An understanding of the regions archives must root itself in the historiography of the region if one is to critically analyse the abundance and or scarcity of particular archives in one part of the region as opposed to another.  Then within such a frame work begin to delineate the particular nuances of one island's history versus another.  In this, one can note that the lack of records for marriages of enslaved people on Barbados is due perhaps the particular fear of the planter class to having such a legal status conferred on the enslaved, where as  in Jamaica, the abundance of records is best explained by,  the presence of anti-abolitions sects like the Baptists and Moravians  that encouraged marriage amongst enslaved people, coupled with  the Church of England marring enslaved people that were mainly from the elite artisan class within the wider enslaved population.

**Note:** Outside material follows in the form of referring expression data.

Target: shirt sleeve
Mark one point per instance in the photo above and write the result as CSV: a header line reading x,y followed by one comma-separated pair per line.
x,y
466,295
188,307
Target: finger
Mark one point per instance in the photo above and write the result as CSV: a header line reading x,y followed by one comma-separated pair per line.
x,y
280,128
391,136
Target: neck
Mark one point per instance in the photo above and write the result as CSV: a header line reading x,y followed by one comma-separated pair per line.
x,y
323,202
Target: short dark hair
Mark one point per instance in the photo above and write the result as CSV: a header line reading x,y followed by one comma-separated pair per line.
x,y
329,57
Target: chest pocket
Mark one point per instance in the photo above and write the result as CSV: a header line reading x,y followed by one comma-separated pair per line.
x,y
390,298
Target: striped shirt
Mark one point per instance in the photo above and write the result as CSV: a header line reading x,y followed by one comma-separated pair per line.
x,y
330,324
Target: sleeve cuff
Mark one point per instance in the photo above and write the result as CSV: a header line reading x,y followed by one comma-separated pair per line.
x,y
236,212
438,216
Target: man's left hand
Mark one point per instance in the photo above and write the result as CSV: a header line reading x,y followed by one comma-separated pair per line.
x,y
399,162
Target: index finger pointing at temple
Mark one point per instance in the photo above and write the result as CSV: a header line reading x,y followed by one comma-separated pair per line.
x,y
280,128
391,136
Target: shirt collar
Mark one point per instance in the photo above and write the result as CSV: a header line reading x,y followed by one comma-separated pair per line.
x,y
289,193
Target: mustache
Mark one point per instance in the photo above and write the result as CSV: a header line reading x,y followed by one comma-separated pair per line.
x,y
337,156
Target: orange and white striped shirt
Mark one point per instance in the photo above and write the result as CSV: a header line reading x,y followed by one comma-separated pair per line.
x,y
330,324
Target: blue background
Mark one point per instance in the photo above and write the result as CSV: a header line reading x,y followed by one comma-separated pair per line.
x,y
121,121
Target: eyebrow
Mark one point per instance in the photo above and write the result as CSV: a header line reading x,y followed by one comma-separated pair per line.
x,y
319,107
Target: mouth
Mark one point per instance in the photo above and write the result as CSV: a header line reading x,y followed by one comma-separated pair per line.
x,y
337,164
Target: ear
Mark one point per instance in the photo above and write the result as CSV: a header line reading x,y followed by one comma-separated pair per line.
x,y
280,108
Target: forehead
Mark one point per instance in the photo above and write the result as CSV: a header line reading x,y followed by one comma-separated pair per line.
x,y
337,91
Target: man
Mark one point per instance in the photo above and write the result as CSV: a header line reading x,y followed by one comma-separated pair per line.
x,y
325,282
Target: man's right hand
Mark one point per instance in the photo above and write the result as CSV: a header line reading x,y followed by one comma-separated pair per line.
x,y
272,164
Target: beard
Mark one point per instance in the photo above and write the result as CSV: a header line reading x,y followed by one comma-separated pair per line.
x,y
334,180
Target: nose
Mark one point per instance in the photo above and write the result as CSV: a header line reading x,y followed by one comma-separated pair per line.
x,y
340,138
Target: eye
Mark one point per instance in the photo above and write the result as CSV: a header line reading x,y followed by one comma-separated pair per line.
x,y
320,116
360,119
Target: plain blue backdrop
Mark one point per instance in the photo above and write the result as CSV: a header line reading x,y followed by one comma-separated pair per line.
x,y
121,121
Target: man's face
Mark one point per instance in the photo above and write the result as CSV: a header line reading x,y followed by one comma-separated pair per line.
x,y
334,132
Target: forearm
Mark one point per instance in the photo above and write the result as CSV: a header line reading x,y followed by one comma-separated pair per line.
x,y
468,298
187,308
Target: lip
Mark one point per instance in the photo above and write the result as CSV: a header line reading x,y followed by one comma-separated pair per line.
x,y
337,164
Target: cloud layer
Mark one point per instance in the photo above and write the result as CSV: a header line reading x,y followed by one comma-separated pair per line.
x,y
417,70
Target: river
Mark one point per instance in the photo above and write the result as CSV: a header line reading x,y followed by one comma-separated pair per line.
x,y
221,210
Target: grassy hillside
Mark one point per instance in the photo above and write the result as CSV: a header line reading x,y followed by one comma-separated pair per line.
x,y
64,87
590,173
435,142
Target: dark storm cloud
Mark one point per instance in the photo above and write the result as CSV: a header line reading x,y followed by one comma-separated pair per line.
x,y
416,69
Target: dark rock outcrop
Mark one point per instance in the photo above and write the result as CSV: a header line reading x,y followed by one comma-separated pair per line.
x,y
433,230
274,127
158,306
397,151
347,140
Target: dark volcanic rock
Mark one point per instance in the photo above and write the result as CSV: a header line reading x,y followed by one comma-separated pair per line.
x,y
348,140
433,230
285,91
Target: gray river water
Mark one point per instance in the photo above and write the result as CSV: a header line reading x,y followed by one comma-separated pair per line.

The occurrence of such records in the region is due to one thing - greed.  Iberian and Northern European expansion to the " New World" carried with it genocide, land change and re-population.  Carried out over a period of some 500 years the presentation will examine the second period of transition characterised by the change in economic development away from 'plunder' to settled economic exploitation.  Those enemies of Spain gradually realised that economic wealth could be developed not through letters of marque and the non-dependable capture of a Spanish Fleet laden with gold and other items, but through the growth of cash crops to a willing European market.  A market whose appetite for the 'exotic', was tantalised through Saharan and eastern trade, was now whetted for the "goodies" of the West Indies.  With this want for new goods, economic agriculture was began which was to reach its heyday in the development of Economic Botanical gardens - being the Research & Development labs if the day.  The experiment to realise the potential cash profit of grown primary products exported back to the metropole had begun.  The legacy of such a change was to take many guises and is best summed up with the creation of the plantation economy.  

This economy brought with it the creation of society that according to Sio 'used  colour as its barometer'. Its decisions and responses were as much guided by this principle as it was by the accumulation of wealth.  It is in trying to understand this society with its stereotypes and contradictions that records can help to illuminate the past and fill in the gaps for though the last 40 years of West Indian History has been Caribbeanised still more research remains to be done. Such research is enabled by the ability to access and analysed extant documents that have been preserved for that expressed purpose.